PRATT – To explore the unknown and murky depths of a catfish nest, to be willing to wrestle a male flathead to the water’s surface bare-handed, to feel the unforgiving grinding of a bristly tooth patch rubbing against your skin - that is handfishing.
“Handfishing is a challenging sport that only a small portion of our anglers are willing to attempt,” said Kansas Department of Wildlife, Parks and Tourism (KDWPT) Fisheries section chief, Doug Nygren. “It’s really a unique opportunity for the adventurers out there.”
Handfishing requires an angler to use their hands as the bait and hook. They will find a suspected catfish hole, barricade possible exits the fish might escape through, stick their arm inside, and lurk around for a catfish mouth to grab. Although somewhat simple in theory, handfishing is an angling technique not for the faint of heart.
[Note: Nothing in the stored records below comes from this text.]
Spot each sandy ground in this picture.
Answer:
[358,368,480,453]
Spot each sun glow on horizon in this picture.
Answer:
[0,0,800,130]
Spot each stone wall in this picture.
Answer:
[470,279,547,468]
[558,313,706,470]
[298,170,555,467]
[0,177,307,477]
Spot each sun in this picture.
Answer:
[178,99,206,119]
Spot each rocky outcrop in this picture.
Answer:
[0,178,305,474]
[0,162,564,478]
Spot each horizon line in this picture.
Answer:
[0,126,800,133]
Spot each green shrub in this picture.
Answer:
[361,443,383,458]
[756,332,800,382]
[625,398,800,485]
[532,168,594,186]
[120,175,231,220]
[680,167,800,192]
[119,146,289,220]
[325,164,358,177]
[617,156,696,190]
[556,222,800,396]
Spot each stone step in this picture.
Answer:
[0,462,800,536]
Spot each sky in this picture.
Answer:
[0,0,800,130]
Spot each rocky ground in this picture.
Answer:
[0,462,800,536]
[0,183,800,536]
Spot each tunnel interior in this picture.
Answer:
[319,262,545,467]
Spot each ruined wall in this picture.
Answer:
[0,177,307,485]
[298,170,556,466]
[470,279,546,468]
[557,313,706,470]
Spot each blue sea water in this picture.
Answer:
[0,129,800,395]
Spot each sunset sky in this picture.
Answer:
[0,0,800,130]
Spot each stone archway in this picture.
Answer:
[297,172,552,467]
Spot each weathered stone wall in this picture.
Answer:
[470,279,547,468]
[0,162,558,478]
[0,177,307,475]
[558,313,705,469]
And according to KDWPT license records, only 578 anglers were willing to take on the sport in 2014.
Adding to the challenge, regulations do not allow man-made objects that attract fish, such as a barrel, box, or bathtub to be used. Handfishing anglers are also prohibited from using snorkel or scuba gear. A stringer may be used, but not until the catfish is caught by hand and is at or above the water’s surface.
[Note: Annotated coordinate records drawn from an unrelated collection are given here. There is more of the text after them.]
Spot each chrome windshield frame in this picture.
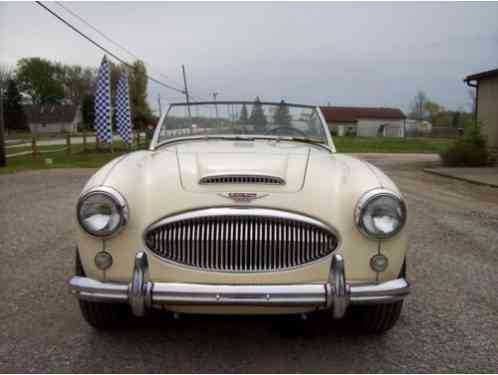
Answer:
[149,101,336,153]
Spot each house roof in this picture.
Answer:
[464,69,498,82]
[23,104,77,124]
[320,107,406,122]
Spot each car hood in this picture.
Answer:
[176,141,310,192]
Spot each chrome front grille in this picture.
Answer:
[199,174,285,185]
[145,208,338,272]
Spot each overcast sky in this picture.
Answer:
[0,2,498,111]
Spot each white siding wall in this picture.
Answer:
[29,122,76,133]
[357,119,404,137]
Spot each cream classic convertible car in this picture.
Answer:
[69,99,409,333]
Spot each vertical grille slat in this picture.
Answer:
[145,210,337,272]
[199,174,285,185]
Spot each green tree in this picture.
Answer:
[3,79,29,130]
[128,60,153,127]
[273,100,292,127]
[239,104,249,124]
[17,57,64,105]
[61,65,95,106]
[424,100,446,124]
[249,96,268,130]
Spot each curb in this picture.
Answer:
[424,168,498,188]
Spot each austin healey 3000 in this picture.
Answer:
[70,100,409,332]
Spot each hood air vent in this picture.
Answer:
[199,174,285,185]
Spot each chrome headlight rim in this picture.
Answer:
[354,188,407,240]
[76,186,130,239]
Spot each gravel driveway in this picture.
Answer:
[0,155,498,372]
Luckily, Kansas is one of a handful of states that offer this special season. With a special permit, anglers can handfish for flathead catfish in select waters from sunrise to sunset June 15-Aug. 31.
Kansas waters open to handfishing include: the entire length of the Arkansas River, all federal reservoirs from beyond 150 yards of the dam to the upstream end of the federal property, and the Kansas River from its origin, downstream to its confluence with the Missouri River.
“These fish are going to be found in areas that have structures beneath the water, like rocks and old trees,” said Nygren. “An angler’s best bet is to try a federal reservoir with rip-rap areas open to handfishing.”
Handfishing permits can be obtained for $27.50 at license vendors, or online at ksoutdoors.com/License-Permits.